Table set for the seder with a seder plate, salt water, matza, kosher wine and a copy of the Haggadah for each guest. The Haggadah (Hebrew: הַגָּדָה, “telling”; plural: Haggadot) is a Jewish text that sets forth the order of the Passover Seder. Reading the Haggadah at the Seder table is a fulfillment of the Scriptural commandment to each Jew to “tell your son” of the Jewish liberation from slavery in Egypt as described in the Book of Exodus in the Torah (“And thou shalt tell thy son in that day, saying: It is because of that which the LORD did for me when I came forth out of Egypt.” Ex. 13:8).

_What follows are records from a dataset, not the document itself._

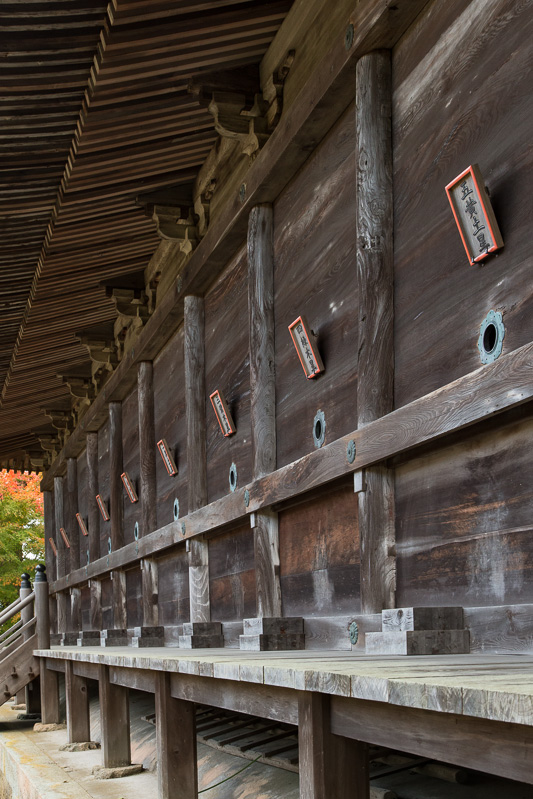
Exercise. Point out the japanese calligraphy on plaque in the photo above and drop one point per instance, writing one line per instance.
(82, 525)
(304, 341)
(129, 486)
(64, 536)
(168, 460)
(473, 214)
(222, 413)
(103, 509)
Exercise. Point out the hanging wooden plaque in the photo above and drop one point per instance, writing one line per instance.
(168, 460)
(223, 413)
(473, 214)
(129, 486)
(305, 344)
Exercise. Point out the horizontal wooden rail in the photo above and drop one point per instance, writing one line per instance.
(326, 95)
(492, 389)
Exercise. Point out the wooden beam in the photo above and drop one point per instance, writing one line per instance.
(71, 524)
(177, 767)
(148, 487)
(92, 491)
(375, 281)
(77, 702)
(325, 96)
(116, 491)
(194, 356)
(114, 721)
(494, 747)
(467, 401)
(330, 765)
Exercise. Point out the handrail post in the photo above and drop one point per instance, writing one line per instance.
(49, 679)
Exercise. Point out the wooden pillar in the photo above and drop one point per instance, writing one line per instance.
(375, 275)
(116, 500)
(330, 765)
(200, 610)
(177, 768)
(263, 401)
(114, 721)
(92, 490)
(71, 508)
(49, 532)
(77, 700)
(49, 679)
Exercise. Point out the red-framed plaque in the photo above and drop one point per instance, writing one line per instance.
(168, 460)
(473, 214)
(82, 524)
(129, 486)
(305, 345)
(222, 413)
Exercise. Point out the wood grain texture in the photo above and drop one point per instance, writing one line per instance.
(92, 491)
(330, 765)
(114, 721)
(468, 104)
(59, 516)
(147, 445)
(77, 702)
(262, 348)
(195, 399)
(71, 508)
(116, 489)
(177, 769)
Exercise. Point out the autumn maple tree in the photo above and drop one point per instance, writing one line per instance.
(21, 530)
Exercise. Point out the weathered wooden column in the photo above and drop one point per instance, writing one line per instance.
(264, 631)
(118, 636)
(375, 276)
(177, 766)
(62, 557)
(150, 634)
(77, 701)
(114, 721)
(49, 679)
(201, 631)
(330, 765)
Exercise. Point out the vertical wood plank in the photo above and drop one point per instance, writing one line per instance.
(120, 617)
(148, 492)
(116, 492)
(194, 356)
(77, 701)
(375, 275)
(71, 524)
(49, 532)
(262, 352)
(177, 769)
(330, 765)
(62, 555)
(92, 489)
(114, 721)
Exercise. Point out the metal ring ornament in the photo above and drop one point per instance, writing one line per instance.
(319, 429)
(491, 335)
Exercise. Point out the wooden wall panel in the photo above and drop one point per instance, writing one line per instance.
(319, 556)
(461, 95)
(134, 597)
(170, 424)
(232, 575)
(227, 368)
(130, 439)
(83, 508)
(173, 574)
(315, 275)
(103, 484)
(465, 528)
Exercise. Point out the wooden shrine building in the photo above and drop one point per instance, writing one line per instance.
(266, 325)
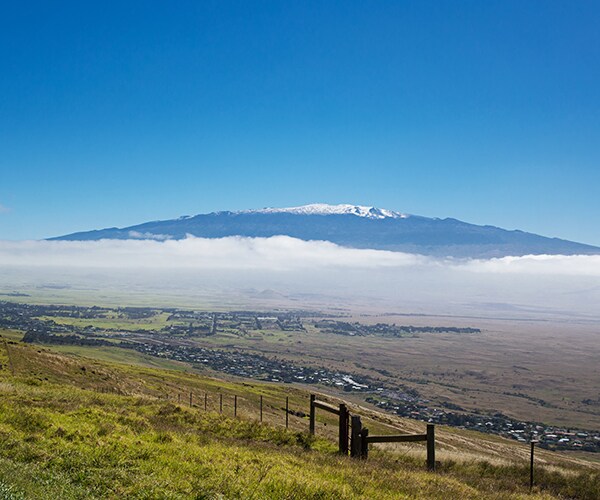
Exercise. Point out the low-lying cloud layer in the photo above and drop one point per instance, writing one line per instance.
(292, 266)
(278, 253)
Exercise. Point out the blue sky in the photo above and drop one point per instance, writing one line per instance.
(115, 113)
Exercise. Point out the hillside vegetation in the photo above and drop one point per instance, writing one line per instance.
(75, 427)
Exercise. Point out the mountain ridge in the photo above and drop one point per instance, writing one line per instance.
(354, 226)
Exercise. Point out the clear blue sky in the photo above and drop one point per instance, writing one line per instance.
(115, 113)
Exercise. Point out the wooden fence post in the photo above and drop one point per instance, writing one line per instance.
(533, 441)
(343, 431)
(431, 447)
(311, 427)
(355, 440)
(364, 444)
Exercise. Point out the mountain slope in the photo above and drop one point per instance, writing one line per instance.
(74, 427)
(351, 226)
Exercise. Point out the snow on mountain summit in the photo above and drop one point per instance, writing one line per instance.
(325, 209)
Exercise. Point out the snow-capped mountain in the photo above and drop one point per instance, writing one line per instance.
(353, 226)
(325, 209)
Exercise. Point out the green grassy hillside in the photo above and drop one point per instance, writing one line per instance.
(75, 427)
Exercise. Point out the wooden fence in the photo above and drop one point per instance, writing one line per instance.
(344, 423)
(359, 437)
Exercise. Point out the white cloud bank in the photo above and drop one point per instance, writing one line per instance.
(390, 280)
(278, 253)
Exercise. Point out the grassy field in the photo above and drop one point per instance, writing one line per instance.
(75, 427)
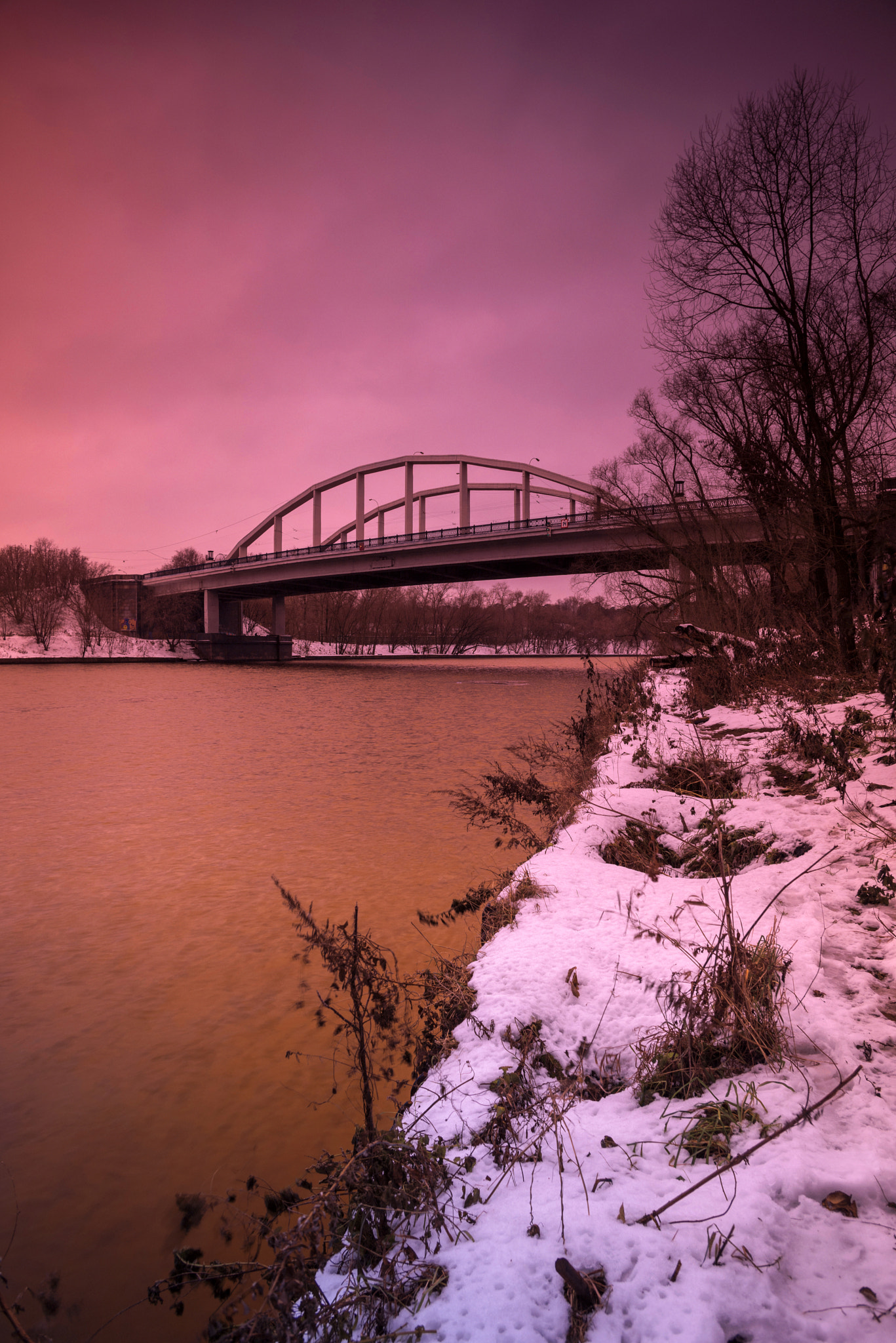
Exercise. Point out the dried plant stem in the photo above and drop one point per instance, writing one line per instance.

The sixth symbolic item on the Seder table is a plate of three whole matzot (unleavened bread), which are stacked and separated from each other by cloths or napkins. The middle matzah will be broken and half of it put aside for the afikoman. Afikoman (Hebrew: אֲפִיקוֹמָן, based on Greek epikomon [ἐπὶ κῶμον] or epikomion [ἐπικώμιον], meaning “that which comes after” or “dessert”) is a half-piece of matzo which is broken in two during the early stages of the Passover Seder and set aside to be eaten as a dessert after the meal. The top and other half of the middle matzot will be used for the hamotzi (blessing over bread), and the bottom matzah will be used for the korech (Hillel sandwich).

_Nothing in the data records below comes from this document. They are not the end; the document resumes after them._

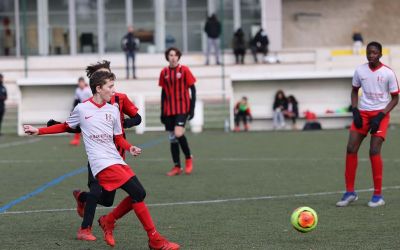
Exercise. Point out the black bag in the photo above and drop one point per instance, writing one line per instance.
(312, 126)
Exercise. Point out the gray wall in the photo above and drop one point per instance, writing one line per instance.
(317, 23)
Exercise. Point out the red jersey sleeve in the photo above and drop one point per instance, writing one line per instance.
(55, 129)
(189, 78)
(121, 142)
(161, 80)
(128, 107)
(248, 111)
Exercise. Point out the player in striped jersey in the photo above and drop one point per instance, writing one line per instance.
(177, 106)
(101, 126)
(371, 113)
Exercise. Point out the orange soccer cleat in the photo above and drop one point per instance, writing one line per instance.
(175, 171)
(189, 165)
(85, 234)
(160, 243)
(80, 205)
(108, 228)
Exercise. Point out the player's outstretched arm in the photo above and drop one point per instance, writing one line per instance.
(52, 122)
(135, 151)
(30, 130)
(132, 121)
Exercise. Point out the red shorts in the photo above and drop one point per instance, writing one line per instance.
(114, 176)
(368, 115)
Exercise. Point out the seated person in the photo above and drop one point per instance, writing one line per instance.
(242, 112)
(292, 111)
(259, 44)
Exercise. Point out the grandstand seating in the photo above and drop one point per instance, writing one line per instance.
(317, 71)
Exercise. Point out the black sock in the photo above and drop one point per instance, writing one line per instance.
(90, 209)
(82, 197)
(175, 153)
(184, 146)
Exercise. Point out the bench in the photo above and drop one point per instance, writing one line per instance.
(327, 120)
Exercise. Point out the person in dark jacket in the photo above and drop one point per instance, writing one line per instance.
(259, 44)
(3, 98)
(292, 111)
(279, 106)
(239, 46)
(213, 31)
(129, 45)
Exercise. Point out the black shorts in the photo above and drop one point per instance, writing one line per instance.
(175, 120)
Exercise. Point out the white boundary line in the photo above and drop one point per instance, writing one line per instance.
(17, 143)
(201, 159)
(269, 197)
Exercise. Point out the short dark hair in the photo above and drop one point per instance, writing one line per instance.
(376, 45)
(177, 51)
(91, 69)
(100, 78)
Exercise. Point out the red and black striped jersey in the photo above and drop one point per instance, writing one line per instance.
(126, 107)
(176, 83)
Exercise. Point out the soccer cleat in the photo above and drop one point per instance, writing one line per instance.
(175, 171)
(160, 243)
(376, 201)
(108, 228)
(85, 234)
(80, 205)
(189, 165)
(347, 198)
(75, 142)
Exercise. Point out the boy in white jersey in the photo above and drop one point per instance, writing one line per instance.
(379, 96)
(100, 126)
(82, 93)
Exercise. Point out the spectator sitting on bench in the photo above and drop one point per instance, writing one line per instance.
(242, 112)
(292, 111)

A bowl of salt water, which is used for the first “dipping” of the Seder, is not traditionally part of the Seder Plate, but is placed on the table beside it. However, it sometimes is used as one of the six items, omitting chazeret.
One more item which is used is the fruit of the vine, or wine. It is lifted up and blessed and drunk at 4 distinct times during the Seder in remembrance of the 4 promises of God to the Israelites in Exdodus.